創設10年どうなる?ふるさと納税 総務省が対応に乗り出した「返礼品」問題
昨今、身近になったふるさと納税は、2008(平成20)年度にスタートしています。創設初年度のふるさと納税額は約81億円、件数は約5万3000でした。以降、ふるさと納税は低調がつづきましたが、2015(同27)年度にふるさと納税額は約1652億9千万円、件数は726万と急増します。ふるさと納税が急増した背景には、ふるさと納税のスキームがワンストップ化されたことが要因にあります。 返礼品競争がエスカレート、ふるさと納税批判高まる それまでは、ふるさと納税をした人が税額控除を受けるためにふるさと納税先の自治体から領収書を受け取り、それを確定申告時に税務署に提出。さらに、税務署は申告情報を居住自治体と共有し、居住自治体が翌年度分の住民税を減額するという複雑な流れになっていました。ワンストップ化によって、ふるさと納税における煩雑な手間が大幅に軽減されました。 こうしたワンストップ化が進められた時期に、ふるさと納税のポータルサイトも登場しています。

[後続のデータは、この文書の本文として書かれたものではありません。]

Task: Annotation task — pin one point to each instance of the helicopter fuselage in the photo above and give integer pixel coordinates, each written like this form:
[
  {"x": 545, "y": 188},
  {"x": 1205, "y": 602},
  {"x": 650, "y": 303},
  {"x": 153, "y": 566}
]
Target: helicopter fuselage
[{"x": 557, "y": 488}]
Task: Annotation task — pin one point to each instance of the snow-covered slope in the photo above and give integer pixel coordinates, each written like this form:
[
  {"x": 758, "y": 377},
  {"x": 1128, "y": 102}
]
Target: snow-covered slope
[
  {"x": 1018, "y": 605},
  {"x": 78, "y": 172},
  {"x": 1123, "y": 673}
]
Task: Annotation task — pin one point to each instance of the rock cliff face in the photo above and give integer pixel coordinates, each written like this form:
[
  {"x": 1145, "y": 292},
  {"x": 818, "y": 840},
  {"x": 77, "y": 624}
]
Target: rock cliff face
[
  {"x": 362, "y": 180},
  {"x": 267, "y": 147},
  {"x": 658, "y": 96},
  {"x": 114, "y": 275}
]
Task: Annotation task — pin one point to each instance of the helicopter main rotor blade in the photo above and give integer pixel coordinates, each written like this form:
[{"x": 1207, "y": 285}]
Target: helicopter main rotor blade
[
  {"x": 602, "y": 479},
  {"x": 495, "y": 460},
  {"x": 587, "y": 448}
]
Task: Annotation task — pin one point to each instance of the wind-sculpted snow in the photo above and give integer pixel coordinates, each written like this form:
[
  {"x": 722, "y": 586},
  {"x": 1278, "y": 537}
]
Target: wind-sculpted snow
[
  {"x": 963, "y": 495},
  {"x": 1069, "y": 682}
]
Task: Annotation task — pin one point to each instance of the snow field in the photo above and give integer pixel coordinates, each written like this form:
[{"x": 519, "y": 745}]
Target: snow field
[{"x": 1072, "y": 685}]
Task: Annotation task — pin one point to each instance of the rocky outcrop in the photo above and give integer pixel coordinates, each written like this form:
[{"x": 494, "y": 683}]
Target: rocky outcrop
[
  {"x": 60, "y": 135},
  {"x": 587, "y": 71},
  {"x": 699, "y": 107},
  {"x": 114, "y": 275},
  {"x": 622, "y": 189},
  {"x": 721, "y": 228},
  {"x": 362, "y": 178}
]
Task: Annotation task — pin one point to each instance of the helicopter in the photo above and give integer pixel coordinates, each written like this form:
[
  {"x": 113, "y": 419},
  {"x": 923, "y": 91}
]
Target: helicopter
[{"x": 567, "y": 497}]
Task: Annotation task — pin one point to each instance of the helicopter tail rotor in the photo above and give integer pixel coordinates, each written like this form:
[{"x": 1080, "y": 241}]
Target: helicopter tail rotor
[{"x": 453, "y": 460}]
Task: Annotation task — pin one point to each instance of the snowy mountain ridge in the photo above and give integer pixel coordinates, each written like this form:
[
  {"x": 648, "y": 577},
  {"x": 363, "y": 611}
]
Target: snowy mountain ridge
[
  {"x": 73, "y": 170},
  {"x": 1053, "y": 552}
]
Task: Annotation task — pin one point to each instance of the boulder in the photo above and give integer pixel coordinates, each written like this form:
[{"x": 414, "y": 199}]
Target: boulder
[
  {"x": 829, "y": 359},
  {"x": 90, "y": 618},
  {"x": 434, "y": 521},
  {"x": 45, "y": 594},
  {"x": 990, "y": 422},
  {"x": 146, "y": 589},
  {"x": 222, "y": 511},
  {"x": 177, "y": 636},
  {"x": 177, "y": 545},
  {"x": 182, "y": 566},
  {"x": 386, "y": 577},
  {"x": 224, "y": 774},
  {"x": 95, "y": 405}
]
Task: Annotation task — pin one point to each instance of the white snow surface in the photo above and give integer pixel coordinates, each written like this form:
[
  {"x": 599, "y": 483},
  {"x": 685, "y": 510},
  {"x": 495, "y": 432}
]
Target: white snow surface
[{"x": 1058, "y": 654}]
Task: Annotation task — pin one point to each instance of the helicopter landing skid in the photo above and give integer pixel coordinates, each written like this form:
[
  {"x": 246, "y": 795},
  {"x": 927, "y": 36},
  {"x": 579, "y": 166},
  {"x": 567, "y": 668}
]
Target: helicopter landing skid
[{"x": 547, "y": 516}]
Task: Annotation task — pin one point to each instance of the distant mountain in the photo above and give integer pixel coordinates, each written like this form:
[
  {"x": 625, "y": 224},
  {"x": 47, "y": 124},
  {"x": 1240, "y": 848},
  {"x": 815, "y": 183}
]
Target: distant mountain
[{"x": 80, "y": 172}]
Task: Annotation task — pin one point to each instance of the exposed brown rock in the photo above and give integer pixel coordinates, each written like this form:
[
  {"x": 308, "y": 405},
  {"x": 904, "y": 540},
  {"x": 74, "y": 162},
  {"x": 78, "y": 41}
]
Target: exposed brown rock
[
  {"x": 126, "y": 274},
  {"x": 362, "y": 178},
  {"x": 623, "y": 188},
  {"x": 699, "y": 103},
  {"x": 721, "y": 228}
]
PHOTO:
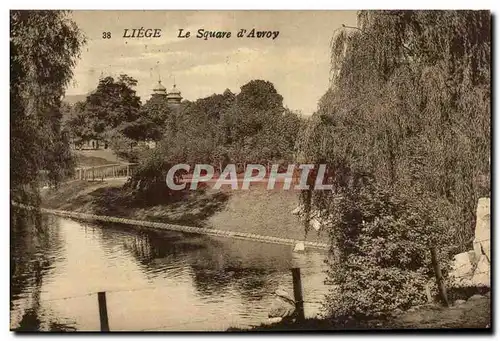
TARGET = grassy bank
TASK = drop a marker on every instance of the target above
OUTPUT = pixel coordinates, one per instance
(474, 313)
(254, 211)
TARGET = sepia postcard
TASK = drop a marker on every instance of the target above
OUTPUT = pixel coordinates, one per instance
(239, 171)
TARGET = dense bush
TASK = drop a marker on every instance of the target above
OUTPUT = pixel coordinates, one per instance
(409, 106)
(380, 251)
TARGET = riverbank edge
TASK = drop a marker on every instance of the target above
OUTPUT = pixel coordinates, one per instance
(472, 315)
(216, 210)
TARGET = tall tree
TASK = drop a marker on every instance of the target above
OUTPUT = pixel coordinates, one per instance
(44, 46)
(409, 109)
(114, 104)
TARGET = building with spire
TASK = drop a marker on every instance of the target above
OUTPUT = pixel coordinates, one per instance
(174, 97)
(159, 90)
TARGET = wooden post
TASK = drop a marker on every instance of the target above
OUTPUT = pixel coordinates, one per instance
(439, 277)
(103, 311)
(297, 294)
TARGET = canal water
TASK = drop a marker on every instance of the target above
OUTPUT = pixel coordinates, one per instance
(154, 280)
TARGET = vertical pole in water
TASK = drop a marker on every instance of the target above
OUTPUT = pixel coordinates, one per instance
(297, 294)
(103, 311)
(439, 276)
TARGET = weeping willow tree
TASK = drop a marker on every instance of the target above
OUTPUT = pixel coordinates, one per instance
(44, 46)
(406, 127)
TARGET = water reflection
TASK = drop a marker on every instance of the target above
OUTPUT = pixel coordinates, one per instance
(158, 280)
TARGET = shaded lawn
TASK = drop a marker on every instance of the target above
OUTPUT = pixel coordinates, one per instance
(256, 210)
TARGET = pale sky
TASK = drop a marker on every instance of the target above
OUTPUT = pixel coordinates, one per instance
(297, 62)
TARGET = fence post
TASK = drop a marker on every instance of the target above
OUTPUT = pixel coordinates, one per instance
(297, 293)
(103, 311)
(439, 276)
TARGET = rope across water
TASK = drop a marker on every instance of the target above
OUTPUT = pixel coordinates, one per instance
(180, 228)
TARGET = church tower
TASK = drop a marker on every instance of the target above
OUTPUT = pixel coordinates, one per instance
(159, 90)
(174, 97)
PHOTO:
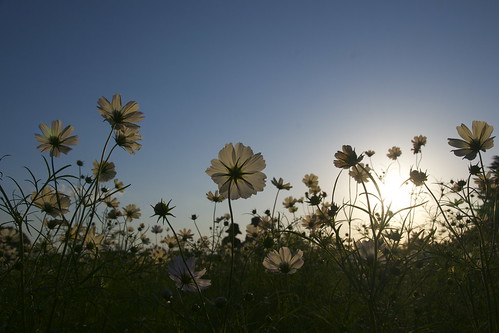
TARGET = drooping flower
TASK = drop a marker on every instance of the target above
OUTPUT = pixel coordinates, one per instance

ポータルサイトでは各自治体がふるさと納税の返礼品として贈っている牛肉や海産物などが一覧できます。 その頃から、テレビや新聞・雑誌などでもふるさと納税が頻繁に紹介されるようになります。それらをきっかけにして、返礼品目的のふるさと納税が急増したのです。各自治体も多額のふるさと納税を集めるために、豪華な返礼品を贈るようになりました。今般、それらが過熱し、高額な返礼品合戦とも映る状況になっているのです。
趣旨に反した高額返礼品が問題に
「ふるさと納税の返礼品は、自治体の裁量に任せられています。巷間、返礼品は納税額の3割までとも言われていますが、そうした基準を総務省が示したことはありません」と話すのは総務省自治税務局市町村税課の担当者です。 担当者は続けます。「しかし、一部の自治体が高額な返礼品を見返りにして、ふるさと納税を集める。それは、ふるさと納税の趣旨に反しています。それらを放置しますと、ふるさと納税という制度の信頼性が揺らいでしまいます。そうした流れに歯止めをかけるために、総務省は良識のある対応を求める通知を出したのです」。 本来、ふるさと納税は、進学や就職などを理由に若者が故郷を離れてしまい、それでも生まれ育ったまちを応援したいという気持ちに応えるための制度として発足しています。皮肉にも、豪華な返礼品を贈ることで多額のふるさと納税を集めているのは、過疎化が深刻になっている地方の市町村です。